Tribology of artificial hip joints
thesisposted on 28.03.2022, 22:57 authored by Ehsan Askari Renani
Trauma and arthritis can severely impair hip joint function resulting in pain and restricted motion. Often, affected hip joints are replaced by artificial joints which are assumed to be one of the best clinical treatment options. Presently, over one million hip replacements are performed annually world-wide. Due to the limited lifespan of implants and unfavourable results of revision total hip arthroplasty, it is critical, especially for the younger population, that the longevity of the hip implant becomes maximised. The present study aims to firstly better understand the dynamic mechanism of the artificial hip joint and secondly to investigate important issues affecting the lifespan and performance of hip implants. To this end, a three-dimensional computational biomechanics model based upon multibody dynamics methodology is developed taking the spatial nature of the physiological loading and motion of the human body, the inertial forces of the hip components and bearing surface tribology into account.

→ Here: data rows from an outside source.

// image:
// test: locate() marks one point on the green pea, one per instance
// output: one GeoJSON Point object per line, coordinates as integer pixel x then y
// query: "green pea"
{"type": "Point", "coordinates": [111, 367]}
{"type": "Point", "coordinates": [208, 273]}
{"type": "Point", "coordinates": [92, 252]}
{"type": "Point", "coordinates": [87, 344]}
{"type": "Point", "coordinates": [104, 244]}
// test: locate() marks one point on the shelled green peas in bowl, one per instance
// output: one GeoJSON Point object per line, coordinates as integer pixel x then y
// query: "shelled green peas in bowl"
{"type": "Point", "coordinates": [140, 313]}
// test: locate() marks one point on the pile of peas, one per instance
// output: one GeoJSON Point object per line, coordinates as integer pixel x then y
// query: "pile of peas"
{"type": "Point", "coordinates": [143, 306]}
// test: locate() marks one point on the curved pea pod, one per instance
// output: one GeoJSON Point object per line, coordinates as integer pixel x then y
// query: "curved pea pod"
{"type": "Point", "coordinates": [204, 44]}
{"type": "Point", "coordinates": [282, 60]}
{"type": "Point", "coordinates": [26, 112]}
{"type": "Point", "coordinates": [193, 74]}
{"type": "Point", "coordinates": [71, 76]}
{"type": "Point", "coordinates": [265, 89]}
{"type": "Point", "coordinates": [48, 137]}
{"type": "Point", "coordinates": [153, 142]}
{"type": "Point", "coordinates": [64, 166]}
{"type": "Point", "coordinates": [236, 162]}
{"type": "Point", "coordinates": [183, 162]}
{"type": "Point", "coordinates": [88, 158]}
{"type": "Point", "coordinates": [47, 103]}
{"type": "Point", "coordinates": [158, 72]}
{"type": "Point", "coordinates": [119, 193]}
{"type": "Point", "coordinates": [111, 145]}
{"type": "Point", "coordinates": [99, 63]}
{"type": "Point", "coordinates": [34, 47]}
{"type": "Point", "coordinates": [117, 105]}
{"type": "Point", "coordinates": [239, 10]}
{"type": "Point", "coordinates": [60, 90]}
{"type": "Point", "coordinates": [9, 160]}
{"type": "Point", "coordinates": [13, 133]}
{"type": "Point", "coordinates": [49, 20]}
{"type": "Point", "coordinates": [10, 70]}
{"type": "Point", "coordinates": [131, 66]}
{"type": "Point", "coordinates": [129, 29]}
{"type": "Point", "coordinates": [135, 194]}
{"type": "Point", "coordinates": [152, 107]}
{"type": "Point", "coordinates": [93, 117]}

The calculation of the intra-joint contact forces developed is based on a continuous contact force approach that accounts for the geometrical and materials properties of the contacting surfaces. In addition, the friction effects due to the contact between hip components are also taken into account using the Stribeck friction model. Nonlinear dynamics and vibration of artificial hip joints, contact pressure distribution, hip moment and hip squeaking are investigated using this multibody model. Moreover, the Archard’s wear law is considered and embedded in the dynamic hip multibody model, which allows for the prediction of the wear developed in the hip joint. With the purpose of having more realistic wear simulation conditions, the geometries of the acetabular cup and femoral head are updated throughout the dynamic analysis. The main results obtained from computational simulations are compared and validated with those available in the best-published literature. Finally, from the study performed in the present work, it can be concluded that the main reason of hip squeaking is friction-induced vibration owing to different phenomena such as stick-slip friction, negative-sloping friction and contact force changes. Friction influences the trajectory of the contact point between the cup and head over the gait cycle. In addition, a potential cause of the high wear rates seen in vivo may be due to friction-induced vibration.